1回表阪神無死二塁、遊撃内野安打を放つ横田(撮影・中島郁夫)

<オープン戦:ヤクルト1-1阪神>◇17日◇神宮

 オープン戦首位打者が、開幕レギュラーへの手土産だ。高卒3年目で成長著しい阪神横田慎太郎外野手(20)が、オープン戦の打率を4割に乗せ、12球団で2位タイに浮上した。初めて2番中堅で起用され、ヤクルトの開幕を任されている小川泰弘投手(25)にもひるまず、俊足を生かした内野安打を2本。チームトップの5盗塁も決め、開幕1軍に突進した。

 横田の勝負は早い。初球がストライクゾーンに来れば手を出す。初めて2番でスタメン起用されたこの日も見せた。1回無死二塁。ヤクルト小川の初球をたたくと打球は二遊間へ。遊撃西浦が処理したが、送球より早く一塁を駆け抜けた。5回にはボールを見極め、カウント2-2から内角真っすぐを打って二塁への内野安打。次打者ヘイグの2球目にスタートを切り、猛然と二塁へ滑る。捕手のミスも誘って三塁へ。オープン戦チームトップの5盗塁目で攻めた。
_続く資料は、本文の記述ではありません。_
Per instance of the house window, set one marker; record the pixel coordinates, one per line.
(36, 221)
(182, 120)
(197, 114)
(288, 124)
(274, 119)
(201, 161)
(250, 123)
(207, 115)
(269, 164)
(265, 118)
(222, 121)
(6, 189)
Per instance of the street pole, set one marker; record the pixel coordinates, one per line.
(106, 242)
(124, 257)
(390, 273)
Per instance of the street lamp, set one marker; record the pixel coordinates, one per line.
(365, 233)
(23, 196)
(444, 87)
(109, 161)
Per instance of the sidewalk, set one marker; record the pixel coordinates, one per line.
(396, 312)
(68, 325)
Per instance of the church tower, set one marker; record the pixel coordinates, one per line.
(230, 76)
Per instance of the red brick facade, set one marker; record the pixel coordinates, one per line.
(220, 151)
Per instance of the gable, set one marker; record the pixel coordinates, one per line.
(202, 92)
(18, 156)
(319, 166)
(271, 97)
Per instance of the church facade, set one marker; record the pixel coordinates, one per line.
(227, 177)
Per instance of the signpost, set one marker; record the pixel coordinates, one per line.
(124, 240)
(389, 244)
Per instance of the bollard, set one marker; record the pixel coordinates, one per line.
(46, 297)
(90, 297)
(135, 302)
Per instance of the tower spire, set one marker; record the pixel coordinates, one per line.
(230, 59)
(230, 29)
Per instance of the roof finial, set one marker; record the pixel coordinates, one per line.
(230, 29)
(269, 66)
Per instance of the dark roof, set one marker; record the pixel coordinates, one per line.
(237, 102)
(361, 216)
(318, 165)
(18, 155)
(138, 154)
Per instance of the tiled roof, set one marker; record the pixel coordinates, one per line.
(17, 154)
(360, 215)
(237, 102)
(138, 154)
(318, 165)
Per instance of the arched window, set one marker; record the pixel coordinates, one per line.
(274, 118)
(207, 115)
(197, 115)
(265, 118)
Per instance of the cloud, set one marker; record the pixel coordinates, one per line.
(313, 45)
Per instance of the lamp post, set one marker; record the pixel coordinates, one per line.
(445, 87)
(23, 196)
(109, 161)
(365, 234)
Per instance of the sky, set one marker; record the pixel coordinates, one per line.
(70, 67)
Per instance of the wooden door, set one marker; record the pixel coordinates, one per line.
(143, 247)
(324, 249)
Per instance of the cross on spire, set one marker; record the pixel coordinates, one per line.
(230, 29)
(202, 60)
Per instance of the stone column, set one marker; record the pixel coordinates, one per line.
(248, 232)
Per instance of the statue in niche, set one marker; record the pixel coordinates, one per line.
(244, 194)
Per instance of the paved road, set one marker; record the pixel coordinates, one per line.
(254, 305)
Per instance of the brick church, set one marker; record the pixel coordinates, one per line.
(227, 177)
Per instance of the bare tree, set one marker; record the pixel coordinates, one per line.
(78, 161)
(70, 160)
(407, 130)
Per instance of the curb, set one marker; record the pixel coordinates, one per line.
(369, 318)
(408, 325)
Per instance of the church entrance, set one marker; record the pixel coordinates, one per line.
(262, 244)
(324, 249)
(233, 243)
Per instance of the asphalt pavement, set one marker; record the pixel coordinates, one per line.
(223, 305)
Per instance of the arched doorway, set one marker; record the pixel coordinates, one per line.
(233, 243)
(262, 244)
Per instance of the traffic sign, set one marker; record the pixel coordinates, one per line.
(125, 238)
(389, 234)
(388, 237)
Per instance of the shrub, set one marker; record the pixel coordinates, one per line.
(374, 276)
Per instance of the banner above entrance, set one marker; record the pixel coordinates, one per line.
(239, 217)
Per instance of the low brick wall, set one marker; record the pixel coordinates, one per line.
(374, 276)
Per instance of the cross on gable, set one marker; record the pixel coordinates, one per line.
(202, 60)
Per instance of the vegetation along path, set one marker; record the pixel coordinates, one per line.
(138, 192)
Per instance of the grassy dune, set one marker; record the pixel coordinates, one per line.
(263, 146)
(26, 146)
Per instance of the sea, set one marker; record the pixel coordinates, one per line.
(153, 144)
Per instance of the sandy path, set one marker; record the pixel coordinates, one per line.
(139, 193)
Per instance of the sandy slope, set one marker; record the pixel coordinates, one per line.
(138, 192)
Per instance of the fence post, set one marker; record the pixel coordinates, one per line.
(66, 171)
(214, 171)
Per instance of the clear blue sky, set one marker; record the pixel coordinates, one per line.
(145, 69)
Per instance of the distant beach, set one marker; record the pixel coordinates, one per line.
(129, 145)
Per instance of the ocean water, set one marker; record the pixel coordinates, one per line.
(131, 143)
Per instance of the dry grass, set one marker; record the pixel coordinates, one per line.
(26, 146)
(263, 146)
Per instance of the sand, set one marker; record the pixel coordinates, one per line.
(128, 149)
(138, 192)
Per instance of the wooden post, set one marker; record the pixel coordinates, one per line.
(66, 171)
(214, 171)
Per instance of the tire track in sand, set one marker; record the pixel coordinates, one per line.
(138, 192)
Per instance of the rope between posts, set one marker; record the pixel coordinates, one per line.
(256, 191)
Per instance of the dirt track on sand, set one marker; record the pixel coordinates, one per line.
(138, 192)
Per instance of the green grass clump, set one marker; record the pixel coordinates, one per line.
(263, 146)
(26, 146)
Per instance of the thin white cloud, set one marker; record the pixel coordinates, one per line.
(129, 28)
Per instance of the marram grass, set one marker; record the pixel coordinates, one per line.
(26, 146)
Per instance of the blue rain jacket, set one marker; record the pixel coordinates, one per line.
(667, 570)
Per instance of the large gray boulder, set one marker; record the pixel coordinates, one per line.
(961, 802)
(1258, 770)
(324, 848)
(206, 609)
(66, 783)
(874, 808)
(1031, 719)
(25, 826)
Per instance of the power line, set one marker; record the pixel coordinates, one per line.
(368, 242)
 「小川さんはいいボールを投げる投手。初球からいこうと思っていました。基本、初球からいこうと決めてやっています。ボール球なら見逃しますけど」

 これでオープン戦40打数16安打で打率はジャスト4割。12球団の規定打席到達者の中で2位タイ、セ・リーグではトップに立った。16安打のうち内野安打が7本とほぼ半分。金本監督もほめるスピードを生かして出塁を重ねている。

 「足で稼いでいるところはあると思います。盗塁もできているし、そこはいいと思っています。継続していきたいです」

 入団以来、注目されていたのは遠くへ飛ばせる能力。しかし過去2年、ファームで打棒爆発するまでには至らず、今季に勝負をかける。まずは結果。その気持ちが形になっている。

 「半分ぐらいが内野安打でしょ? いい意味で特徴になっている。長い目で見るともっと大きく育ってほしいけど、今は、それで。結果が出てるから。それで全然いい」。未来の長距離打者として期待する金本監督も称賛した。

 「2番」での出場で魅力を発揮した。無死一塁の場面で打って出ても、この俊足なら併殺も減る計算が立つ。「2番はあり得ると思う。ちょくちょく」と金本監督もスタメン起用を連想させる言葉を続けた。

 2月キャンプの実戦から金本監督の評価は不思議→漫画の主人公→横田くんから横田さんと、青天井だ。阪神選手でオープン戦首位打者となればチームが最後に優勝した05年赤星以来。「吉兆」を届ければ、横田は開幕スタメンに接近する。【編集委員・高原寿夫】

 ▼阪神の打者がオープン戦首位打者となれば、05年赤星の3割9分7厘以来、11年ぶり。1軍経験の乏しい選手では、14年に新人の井上晴哉(ロッテ)が4割3分5厘で首位打者に。近年ではほかに、前年まで1軍出場通算30試合だった浅村栄斗(西武)が、11年に4割4分1厘で首位打者に。同年1軍公式戦に137試合出場と飛躍した。